Still, the Car Care Council reports that 70 percent of motorists don't winterize their vehicles. The group offers these tips to help keep drivers on the road to safety:
• Clean, flush and put new antifreeze in the cooling system. As a general rule of thumb, this should be done every two years.
• Make sure heaters, defrosters and wipers work properly. Consider winter wiper blades and use cold weather washer fluid. As a general rule, wiper blades should be replaced every six months.
• Have the battery and charging system checked for optimum performance. Cold weather is hard on batteries.
• Check the tire tread depth and tire pressure. If snow and ice are a problem, consider special tires designed to grip slick roads. During winter, tire pressure should be checked weekly.
• Be diligent about changing the oil and filter every 3,000 miles. Dirty oil can spell trouble in winter. Consider changing to a "winter weight" oil. Have your technician check the fuel, air and transmission filters at the same time.

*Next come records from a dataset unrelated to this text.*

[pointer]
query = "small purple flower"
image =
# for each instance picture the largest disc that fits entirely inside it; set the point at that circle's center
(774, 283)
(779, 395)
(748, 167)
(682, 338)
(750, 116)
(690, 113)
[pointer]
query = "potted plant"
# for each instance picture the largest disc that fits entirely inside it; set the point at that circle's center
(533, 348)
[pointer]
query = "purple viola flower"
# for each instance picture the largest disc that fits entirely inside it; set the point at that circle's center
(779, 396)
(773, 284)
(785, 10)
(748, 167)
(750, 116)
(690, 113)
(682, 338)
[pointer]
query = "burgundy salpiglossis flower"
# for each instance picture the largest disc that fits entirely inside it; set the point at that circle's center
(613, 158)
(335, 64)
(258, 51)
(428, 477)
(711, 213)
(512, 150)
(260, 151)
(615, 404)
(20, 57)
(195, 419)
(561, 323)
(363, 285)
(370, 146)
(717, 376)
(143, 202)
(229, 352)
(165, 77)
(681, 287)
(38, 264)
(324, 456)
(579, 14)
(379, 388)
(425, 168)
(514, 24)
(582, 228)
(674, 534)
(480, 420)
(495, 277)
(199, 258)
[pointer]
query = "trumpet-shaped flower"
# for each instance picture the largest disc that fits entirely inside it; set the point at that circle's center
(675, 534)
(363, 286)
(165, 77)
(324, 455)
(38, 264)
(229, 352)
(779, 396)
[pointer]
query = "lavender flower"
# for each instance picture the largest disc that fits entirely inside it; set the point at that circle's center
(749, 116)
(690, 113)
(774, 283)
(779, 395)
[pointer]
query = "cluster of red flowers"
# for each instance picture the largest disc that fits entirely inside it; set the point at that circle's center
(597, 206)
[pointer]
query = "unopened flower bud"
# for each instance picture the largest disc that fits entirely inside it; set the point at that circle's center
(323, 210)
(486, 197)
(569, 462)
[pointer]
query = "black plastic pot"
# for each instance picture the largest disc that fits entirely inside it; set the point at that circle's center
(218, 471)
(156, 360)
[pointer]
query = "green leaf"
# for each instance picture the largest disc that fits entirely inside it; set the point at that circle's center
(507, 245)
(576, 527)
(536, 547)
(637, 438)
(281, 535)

• If you're due for a tune-up, have it done soon. Winter magnifies existing problems such as pings, hard starts, sluggish performance or rough idling.
• Have the brakes checked. The braking system is the vehicle's most important safety item.
• Have the exhaust system checked for carbon monoxide leaks, which can be especially dangerous during cold weather driving when windows are closed.
• Check to see that exterior and interior lights work and that headlights are properly aimed.
As a final note, it's important to remember that cars can be winterized after cold weather hits. What matters is that a car is made safe, not the time of year the work is done.